Lady Macbeth's Daughter

Lady Macbeth's Daughter 


Review of Lady Macbeth's Daughter by Lisa Klein


Overview from www.goodreads.com: Albia has grown up with no knowledge of her mother of her father, the powerful Macbeth. Instead she knows the dark lure of the Wychelm Wood and the moors, where she’s been raised by three strange sisters. It’s only when the ambitious Macbeth seeks out the sisters to foretell his fate that Albia’s life becomes tangled with the man who leaves nothing but bloodshed in his wake. She even falls in love with Fleance, Macbeth’s rival for the throne. Yet when Albia learns that she has the second sight, she must decide whether to ignore the terrible future she foresees—or to change it. Will she be able to save the man she loves from her murderous father?  And can she forgive her parents their wrongs, or must she destroy them to save Scotland from tyranny?

In her highly anticipated follow-up to Ophelia, Lisa Klein delivers a powerful reimagining of Shakespeare’s Macbeth, featuring a young woman so seamlessly drawn it seems impossible she was not part of the Bard’s original play.


My Review:



Double, double, toil and trouble boil out the cauldron in this retelling of Shakespeare’s Macbeth but with a twist. Macbeth and his lady have a daughter.


After being promised by an old hag soothsayer that he will have lots of sons, Macbeth, thane of Moray, flies into a rage when a daughter with a deformed leg is born to him and Lady Grelach (Macbeth). He orders the girl killed and thus begins the descent of the Macbeth’s marriage into the abyss.


Unbeknownst to either parent however, Lady Macbeth’s maid Rhuven saves the child, giving her to her sister to raise her. They name her Albia. She grows up not knowing her true origin and wondering about her family’s connection to the later King Macbeth.

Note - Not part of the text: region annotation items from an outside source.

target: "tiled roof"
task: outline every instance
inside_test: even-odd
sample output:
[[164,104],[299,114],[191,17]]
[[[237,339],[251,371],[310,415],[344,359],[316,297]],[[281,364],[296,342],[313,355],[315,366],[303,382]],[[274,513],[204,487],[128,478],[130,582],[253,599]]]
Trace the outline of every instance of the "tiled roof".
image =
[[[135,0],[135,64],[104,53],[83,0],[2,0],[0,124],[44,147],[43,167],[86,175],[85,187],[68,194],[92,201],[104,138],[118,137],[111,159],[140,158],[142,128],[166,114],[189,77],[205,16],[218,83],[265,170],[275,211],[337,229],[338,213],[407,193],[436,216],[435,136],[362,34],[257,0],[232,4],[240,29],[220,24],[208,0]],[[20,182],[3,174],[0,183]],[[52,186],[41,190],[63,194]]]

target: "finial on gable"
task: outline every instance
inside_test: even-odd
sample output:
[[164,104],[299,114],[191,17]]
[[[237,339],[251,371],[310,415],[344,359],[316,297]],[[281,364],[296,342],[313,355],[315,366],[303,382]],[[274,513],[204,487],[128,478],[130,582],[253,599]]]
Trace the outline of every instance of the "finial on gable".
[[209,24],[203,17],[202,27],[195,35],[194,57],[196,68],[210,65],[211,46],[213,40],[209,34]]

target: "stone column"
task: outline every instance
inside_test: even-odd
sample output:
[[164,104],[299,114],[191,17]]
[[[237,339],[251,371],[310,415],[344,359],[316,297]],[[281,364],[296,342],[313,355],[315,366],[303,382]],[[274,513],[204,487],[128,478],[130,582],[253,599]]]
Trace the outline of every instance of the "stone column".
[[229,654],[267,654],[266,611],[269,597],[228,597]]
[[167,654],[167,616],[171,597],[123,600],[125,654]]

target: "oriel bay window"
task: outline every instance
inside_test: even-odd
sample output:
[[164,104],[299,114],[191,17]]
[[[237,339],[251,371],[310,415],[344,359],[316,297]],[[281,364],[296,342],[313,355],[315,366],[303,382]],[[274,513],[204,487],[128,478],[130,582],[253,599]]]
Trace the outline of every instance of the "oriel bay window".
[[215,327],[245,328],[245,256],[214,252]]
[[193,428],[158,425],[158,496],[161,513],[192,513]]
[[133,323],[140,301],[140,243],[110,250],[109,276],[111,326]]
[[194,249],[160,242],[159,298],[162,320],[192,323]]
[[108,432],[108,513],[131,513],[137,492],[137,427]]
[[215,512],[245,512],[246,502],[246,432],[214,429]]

This story is somewhat short as it is a YA Historical Fiction story but that does not mean that it is lacking. The interjection of Albia into the story works very well. I don’t want to spoil the ending but Albia herself becomes part of the story so that she seems as likely as the others to be a character in this play. It is as though she belonged in this story all along and was accidently omitted by the Bard. She fits in that well.


I am not sure however that I liked the witch characters all that much, the others that is. Sure they saved Albia’s life but with the exception of her adopted mother, they always seem to be up to some mischief. They want to tinker with fate and sometimes it seems that they are cruel to other characters when they do it.


I love Albia’s story however and since she features strongly in the plot, I kept reading. I would highly recommend this story to anyone with an interest in the Shakespeare play or Medieval Scotland in general. It also has some beautiful quotes. The only thing that saddened me about was that I found it at a dollar store. I don’t think it deserves to be there.


Contains: some violence and sexually suggestive scenes.


P.S. My apologizes for not posting a review last week. My personal life was crazy and I just didn't get to it.